Every relationship between a woman and a killer is based on the hope he will be freed. At the same time that she denies his crime, she also believes he is rehabilitated. He will never do anything like that again, she thinks. I will work, I will sacrifice, I will do whatever I have to in order to secure his release so we can live happily ever after … beyond the walls.
BEYOND THE WALLS
Sometimes the dream shared by these women, that their men will be freed, does come true. A murderer is paroled or pardoned, and he and the woman who loves him—who has sacrificed for him and fought like a mother bear protecting her cubs to secure his release—can walk off together into paradise. But how often does this happen? Of the women interviewed for this book, only one had succeeded in reaching nirvana with her freed killer/lover. The majority of men remain imprisoned no matter how impassioned the fight for their freedom. And the women who love them remain beside them, giving, nurturing, supporting, sacrificing, denying.

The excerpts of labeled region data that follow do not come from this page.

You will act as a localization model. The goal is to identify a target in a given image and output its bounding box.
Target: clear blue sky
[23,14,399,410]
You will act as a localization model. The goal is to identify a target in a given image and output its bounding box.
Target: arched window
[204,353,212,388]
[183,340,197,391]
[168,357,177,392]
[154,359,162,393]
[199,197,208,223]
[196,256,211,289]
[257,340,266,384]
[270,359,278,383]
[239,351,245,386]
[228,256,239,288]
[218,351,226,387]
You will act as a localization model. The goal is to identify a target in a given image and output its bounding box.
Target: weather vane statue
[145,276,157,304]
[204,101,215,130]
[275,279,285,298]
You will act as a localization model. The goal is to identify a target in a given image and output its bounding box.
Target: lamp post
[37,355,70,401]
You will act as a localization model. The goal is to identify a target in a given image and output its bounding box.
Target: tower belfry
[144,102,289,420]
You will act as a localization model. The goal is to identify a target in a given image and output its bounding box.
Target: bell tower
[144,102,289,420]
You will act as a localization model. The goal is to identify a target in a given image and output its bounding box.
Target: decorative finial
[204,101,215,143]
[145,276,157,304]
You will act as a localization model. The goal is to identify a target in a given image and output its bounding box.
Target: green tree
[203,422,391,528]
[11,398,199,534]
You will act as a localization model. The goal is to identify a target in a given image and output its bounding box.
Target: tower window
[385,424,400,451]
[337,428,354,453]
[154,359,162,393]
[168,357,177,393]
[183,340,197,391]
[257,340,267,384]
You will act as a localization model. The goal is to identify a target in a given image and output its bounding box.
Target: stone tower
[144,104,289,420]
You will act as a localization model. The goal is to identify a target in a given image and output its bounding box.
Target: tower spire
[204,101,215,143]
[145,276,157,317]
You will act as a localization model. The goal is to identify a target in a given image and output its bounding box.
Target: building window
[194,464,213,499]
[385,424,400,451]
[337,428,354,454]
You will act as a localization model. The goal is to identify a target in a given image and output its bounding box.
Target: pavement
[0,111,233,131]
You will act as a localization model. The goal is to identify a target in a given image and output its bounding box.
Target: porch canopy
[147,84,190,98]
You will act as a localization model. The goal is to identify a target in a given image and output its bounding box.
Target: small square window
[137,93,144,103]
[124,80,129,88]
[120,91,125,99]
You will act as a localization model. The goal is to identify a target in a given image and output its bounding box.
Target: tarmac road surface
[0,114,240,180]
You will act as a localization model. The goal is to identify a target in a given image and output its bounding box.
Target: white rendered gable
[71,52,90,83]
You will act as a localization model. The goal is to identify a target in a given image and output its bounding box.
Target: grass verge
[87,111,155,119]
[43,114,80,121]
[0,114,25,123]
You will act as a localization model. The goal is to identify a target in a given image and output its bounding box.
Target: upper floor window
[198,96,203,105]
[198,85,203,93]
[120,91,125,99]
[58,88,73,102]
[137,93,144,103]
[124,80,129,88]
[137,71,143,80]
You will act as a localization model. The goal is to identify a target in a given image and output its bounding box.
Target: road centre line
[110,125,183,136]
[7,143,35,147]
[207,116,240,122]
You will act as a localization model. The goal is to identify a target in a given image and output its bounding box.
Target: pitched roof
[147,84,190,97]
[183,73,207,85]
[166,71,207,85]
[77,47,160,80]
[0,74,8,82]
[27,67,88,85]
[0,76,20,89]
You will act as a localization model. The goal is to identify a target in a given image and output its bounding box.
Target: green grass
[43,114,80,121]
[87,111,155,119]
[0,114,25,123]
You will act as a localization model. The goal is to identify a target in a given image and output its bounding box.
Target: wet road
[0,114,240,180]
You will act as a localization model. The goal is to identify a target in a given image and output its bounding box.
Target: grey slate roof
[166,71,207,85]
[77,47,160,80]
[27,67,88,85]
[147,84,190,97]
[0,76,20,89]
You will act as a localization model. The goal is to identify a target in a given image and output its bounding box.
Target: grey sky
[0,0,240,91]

Each woman in love with a convicted killer fantasizes that on that day which is her entire focus, her reason for being, the day he walks out of prison a free man, they will begin to share a life of unending romance, undying love—with no intrusion of reality, such as bills, kids, and laundry.
The problem with this dream is that convicted murderers are unlikely to be released. We know that some are paroled—sometimes to kill again, such as Shawcross in Rochester, New York—but generally, nothing ever materializes for these
men. There is no parole for serial killer Kenneth Bianchi, no new trial for Duane, no pardons for Alan or Charlie. In short, only failure and frustration for these dreamers, men and women alike.

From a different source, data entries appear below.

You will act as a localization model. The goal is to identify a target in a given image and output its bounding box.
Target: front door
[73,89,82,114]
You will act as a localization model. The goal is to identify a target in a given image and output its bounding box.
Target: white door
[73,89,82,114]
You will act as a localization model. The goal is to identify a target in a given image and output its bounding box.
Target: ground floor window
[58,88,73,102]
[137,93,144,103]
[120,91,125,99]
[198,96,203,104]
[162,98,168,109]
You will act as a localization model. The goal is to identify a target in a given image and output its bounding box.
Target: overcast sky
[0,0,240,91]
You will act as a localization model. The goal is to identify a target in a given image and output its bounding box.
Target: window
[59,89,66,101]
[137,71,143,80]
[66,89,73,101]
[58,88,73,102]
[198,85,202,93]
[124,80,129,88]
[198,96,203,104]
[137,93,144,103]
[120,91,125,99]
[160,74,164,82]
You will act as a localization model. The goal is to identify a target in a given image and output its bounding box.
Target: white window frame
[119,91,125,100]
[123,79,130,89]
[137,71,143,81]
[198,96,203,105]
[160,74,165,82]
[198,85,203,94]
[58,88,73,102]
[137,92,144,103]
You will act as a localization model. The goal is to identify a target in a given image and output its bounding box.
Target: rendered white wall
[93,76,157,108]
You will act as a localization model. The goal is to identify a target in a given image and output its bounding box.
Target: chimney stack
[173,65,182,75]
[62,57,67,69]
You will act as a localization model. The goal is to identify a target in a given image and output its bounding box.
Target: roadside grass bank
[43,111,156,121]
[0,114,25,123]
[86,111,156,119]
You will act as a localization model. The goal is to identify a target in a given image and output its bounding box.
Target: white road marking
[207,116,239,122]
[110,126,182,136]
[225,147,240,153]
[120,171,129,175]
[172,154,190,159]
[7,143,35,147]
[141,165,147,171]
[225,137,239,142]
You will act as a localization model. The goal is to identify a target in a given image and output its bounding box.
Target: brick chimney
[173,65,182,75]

Occasionally, a woman in love with a killer will make an interesting assessment of what life after prison would be like. Maria (Chapter 1) told television interviewer Sally Jesse Raphael how she would react if Phil was released: “I’d do what anyone in love would do… But we only know each other three hours a week. We might not even like each other in the real world.” (Emphasis added.)
“Some marriages break down when the prisoner is released and both parties have difficulty adjusting to the changes they have undergone,” wrote Tricia Hedin in a Newsweek article. Geraldine and Nathaniel Grimes, Jr., who married with so much optimism and enthusiasm in 1978 while he was doing life for murder, are now separated and planning to divorce. He was paroled on May 21, 1985, and according to his mother, the marriage lasted two years after that.
ENDINGS
Two stories now, about women who fell in love with killers. One has a happy ending. The other, with its grim and tragic finale, can serve as a cautionary tale. The first murderer killed his father but never went to prison for his crime. The second man spent seventeen years behind concrete and steel for murdering his mother and father, then was paroled. Both killers found women to love. One woman is still alive.
Fran, a registered nurse in Houston, Texas, always read the letters to the editor in The Houston Post and was rapidly becoming fascinated with one writer, David, an inmate serving a life sentence. “I was truly amazed at David’s intelligence and articulate skills on almost every topic from classical music to women’s rights.” She decided she had to meet this man, and when she did, it was love at first sight. David, thirty-five, had been in prison for fourteen years for the 1969 murder of his mother and father. “He looked like a walking zombie. It went right to my heart. I knew this person had been terribly mistreated.” Fran recognized a kindred spirit, another victim of soul murder.